Grete Schneidt was born in London as the daughter of Ludwig Schneidt, director of the North German submarine cable works , and an Englishwoman and grew up in Nordenham and London. At the age of sixteen she made her concert debut in Bremerhaven . She came to Munich in 1913 to study singing with Jacques Stückgold (1877–1953). The two married and had their daughter Eva, born in 1919, the marriage was divorced in 1929, Grete was then still married to the baritone Gustav Schützendorf (1883–1937).

Schneidt made her debut in Nuremberg in 1915 and began a career as a concert and oratorio singer as Grete Stückgold. As the first she recorded two songs by Gustav Mahler for the record , Who came up with this little song? and I went out of Des Knaben Wunderhorn with pleasure .

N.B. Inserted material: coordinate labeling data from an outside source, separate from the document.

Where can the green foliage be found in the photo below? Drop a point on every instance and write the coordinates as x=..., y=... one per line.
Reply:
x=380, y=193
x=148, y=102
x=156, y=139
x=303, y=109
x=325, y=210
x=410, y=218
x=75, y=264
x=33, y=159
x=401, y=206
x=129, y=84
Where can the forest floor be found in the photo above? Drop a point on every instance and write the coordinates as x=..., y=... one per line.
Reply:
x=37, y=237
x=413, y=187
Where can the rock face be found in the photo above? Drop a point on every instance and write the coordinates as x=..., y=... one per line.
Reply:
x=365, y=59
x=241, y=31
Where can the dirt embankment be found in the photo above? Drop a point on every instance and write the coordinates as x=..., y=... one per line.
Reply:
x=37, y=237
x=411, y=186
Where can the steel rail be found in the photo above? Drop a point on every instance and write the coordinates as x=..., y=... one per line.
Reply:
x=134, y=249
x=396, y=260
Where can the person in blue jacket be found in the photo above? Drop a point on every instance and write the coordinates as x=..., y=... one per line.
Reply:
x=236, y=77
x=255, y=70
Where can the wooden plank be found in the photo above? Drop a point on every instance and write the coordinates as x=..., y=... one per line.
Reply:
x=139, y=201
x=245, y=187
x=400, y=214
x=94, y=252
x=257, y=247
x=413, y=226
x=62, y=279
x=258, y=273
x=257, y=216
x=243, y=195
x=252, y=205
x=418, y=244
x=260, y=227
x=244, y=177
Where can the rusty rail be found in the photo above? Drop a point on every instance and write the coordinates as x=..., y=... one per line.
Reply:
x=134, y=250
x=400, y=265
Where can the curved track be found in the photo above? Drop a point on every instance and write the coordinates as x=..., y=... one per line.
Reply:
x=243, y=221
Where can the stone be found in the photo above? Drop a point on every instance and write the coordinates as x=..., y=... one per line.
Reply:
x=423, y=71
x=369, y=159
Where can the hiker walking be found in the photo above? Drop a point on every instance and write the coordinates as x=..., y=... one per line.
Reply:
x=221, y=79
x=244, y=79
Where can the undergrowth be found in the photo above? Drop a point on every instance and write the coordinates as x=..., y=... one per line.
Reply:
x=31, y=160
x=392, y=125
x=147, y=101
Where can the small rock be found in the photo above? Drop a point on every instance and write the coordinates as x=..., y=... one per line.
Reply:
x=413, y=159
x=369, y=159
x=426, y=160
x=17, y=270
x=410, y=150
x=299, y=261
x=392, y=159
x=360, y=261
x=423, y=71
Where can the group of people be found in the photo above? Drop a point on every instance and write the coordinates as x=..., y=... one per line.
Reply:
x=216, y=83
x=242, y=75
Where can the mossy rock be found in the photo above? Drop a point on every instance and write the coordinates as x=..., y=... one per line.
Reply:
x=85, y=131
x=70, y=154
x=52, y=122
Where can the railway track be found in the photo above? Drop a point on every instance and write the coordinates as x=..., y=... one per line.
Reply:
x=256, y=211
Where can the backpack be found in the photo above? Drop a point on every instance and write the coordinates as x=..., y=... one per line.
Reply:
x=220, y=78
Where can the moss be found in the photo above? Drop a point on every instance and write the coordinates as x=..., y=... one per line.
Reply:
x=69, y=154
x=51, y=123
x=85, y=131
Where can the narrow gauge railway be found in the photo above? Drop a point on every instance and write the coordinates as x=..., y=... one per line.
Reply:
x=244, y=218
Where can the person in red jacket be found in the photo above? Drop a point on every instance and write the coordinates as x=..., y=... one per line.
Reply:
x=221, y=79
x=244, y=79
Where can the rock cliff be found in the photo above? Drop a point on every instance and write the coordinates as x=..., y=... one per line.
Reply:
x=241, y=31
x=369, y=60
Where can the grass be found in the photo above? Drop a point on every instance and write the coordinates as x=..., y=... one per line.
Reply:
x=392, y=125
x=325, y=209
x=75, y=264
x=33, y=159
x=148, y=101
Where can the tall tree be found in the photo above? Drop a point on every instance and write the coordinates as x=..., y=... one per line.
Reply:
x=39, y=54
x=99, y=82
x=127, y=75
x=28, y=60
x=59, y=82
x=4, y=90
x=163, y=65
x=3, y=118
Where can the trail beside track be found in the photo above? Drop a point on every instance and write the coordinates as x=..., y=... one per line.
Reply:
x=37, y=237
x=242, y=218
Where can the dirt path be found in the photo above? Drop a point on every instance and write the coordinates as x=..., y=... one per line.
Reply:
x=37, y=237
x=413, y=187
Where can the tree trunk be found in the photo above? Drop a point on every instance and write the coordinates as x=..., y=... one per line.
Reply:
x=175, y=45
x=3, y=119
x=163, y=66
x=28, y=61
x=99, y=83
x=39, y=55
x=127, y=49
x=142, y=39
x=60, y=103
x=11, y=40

In 1922 she received her first role at the Städtische Oper Berlin , from 1926 to 1929 she was permanently engaged there, and made her first guest appearance in Dresden in 1926 , in 1927 at the Royal Opera House in Covent Garden and at the Gran Teatre del Liceu in Barcelona . On June 8, 1929, she sang Laura in the world premiere of Neues vom Tage by Paul Hindemith under the direction of Otto Klemperer at the Kroll Opera .

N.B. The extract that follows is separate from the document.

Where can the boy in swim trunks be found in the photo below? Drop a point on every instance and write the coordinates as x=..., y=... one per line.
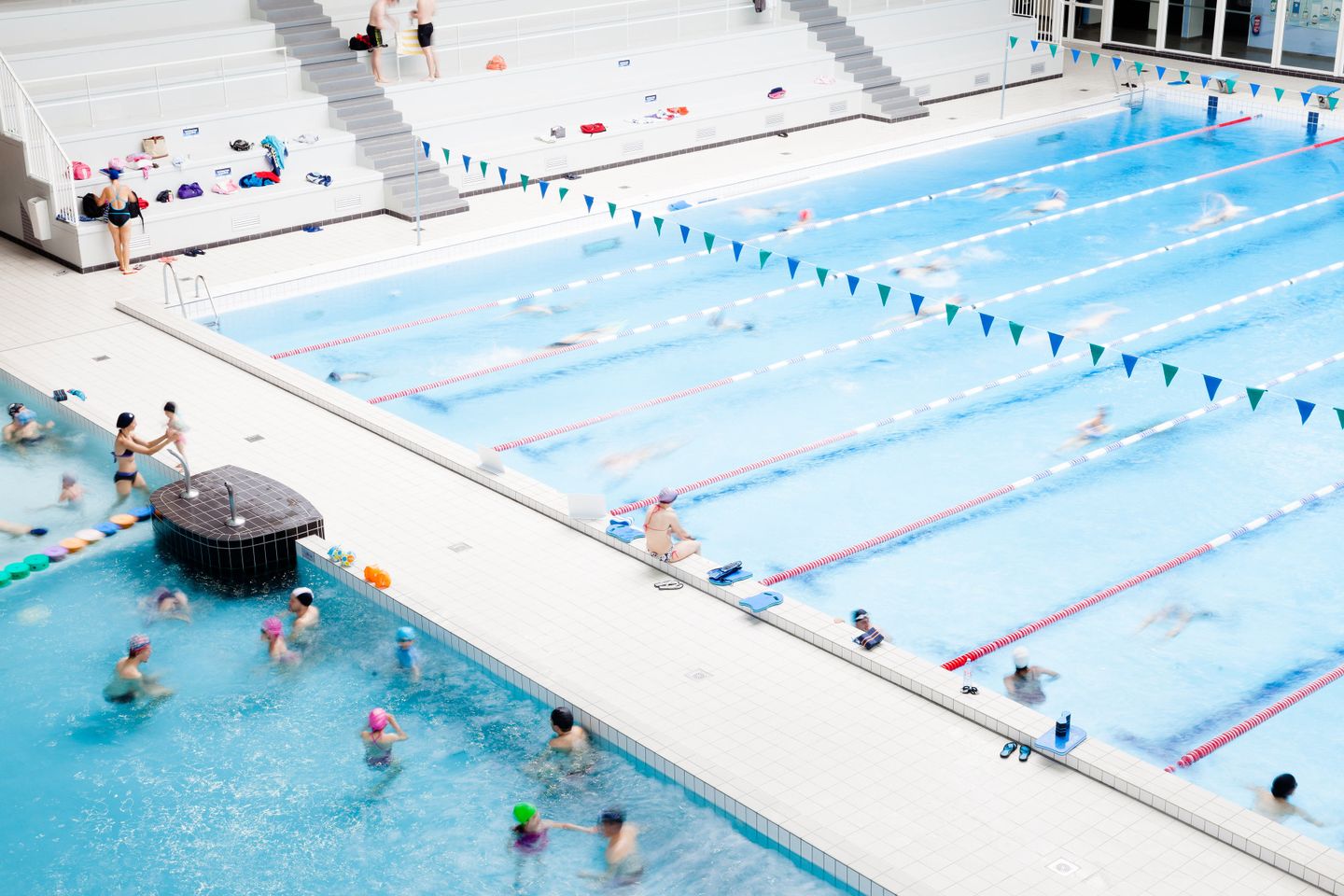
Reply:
x=424, y=16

She made her debut at the Metropolitan Opera (The Met) in 1927 with Eva in Die Meistersinger von Nürnberg , where Gustav Schützendorf was Beckmesser. As a result, she was engaged at the Met for eight seasons with varying degrees of intensity until 1939 and sang first Octavian and then the role of Marschallin in Rosenkavalier , Agathe in Der Freischütz . Other roles at the MET were Aida , Elisabeth in Tannhauser , Sieglinde in Walküre and Elsa in Lohengrin .

In the USA she also made guest appearances in San Francisco , Philadelphia and Chicago . She later lived in New York - where her ex-husband had to flee from Nazi persecution. She was still taking singing lessons at Bennington College . Having outlived her Met audience from the 1930s, she was long forgotten when she died at the age of 82 in a Connecticut retirement home .

literature

Web links

Individual evidence

  1. Norddeutsche Seekabelwerke GmbH & Co. KG, company history , at Albert Gieseler
  2. a b Newspaper obituary and other materials, illustrated and commented on at operaonpaper , blogspot, 2014
  3. Gustav Schützendorf , in: Großes Sängerlexikon , CD-ROM, Directmedia, Berlin 2000, p. 22096 f.